Jericho se había acercado casi al borde. Allí donde el agua debía cubrir la playa, la costa sufría una caída de vértigo. Muy Por debajo de ellos, la luz de los soles se fragmentaba sobre la superficie estriada del océano.

—¿Quieres decir que este mundo fue creado por robots?

—No soy de las imbéciles que se inventan una nueva religión a partir del espacio de memoria —dijo Yoyo, acercándose a él—. Pero lo que sí creo es que la inteligencia artificial comienza a penetrar en la web de una manera que sus creadores no pudieron ni imaginar. Los ordenadores crean ordenadores.
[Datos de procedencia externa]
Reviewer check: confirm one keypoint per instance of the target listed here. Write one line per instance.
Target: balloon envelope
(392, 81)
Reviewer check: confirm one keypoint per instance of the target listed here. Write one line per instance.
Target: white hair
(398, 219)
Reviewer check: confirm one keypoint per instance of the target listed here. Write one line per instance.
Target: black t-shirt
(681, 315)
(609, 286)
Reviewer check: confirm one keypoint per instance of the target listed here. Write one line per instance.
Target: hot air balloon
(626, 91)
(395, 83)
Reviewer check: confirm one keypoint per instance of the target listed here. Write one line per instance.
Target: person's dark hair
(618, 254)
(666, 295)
Second Life ha alcanzado una fase en la que se sigue desarrollando a partir de impulsos propios. Adaptación y selección, ¿entiendes? Nadie puede decir cuándo comenzó, y mucho menos dónde va a acabar. Lo que se está consumando es la continuación lógica de la evolución por otros medios. Un darwinismo cibernético.

—¿Cómo llegasteis hasta aquí?

—Te lo he dicho, por casualidad. Estábamos buscando un rincón a prueba de escuchas. Me parecía arcaico seguir agazapados en el Andrómeda o en la antigua acería, como trabajadores inmigrantes, y donde los cerdos de la Cypol podían echarnos la puerta abajo en cualquier momento. Bueno, también en la red se echan puertas abajo. Si pones un cifrado, estás acabado, es como invitarlos a que te arresten. Siempre nos hemos comunicado a través de blogs, con programas de distorsión y anonimizadores. Sin embargo, eso no basta. Así que pensé que debíamos trasladarnos a Second Life. Aquí también buscan como locos, pero no saben dónde buscar, ninguna de sus ontologías o taxonomías funcionan aquí.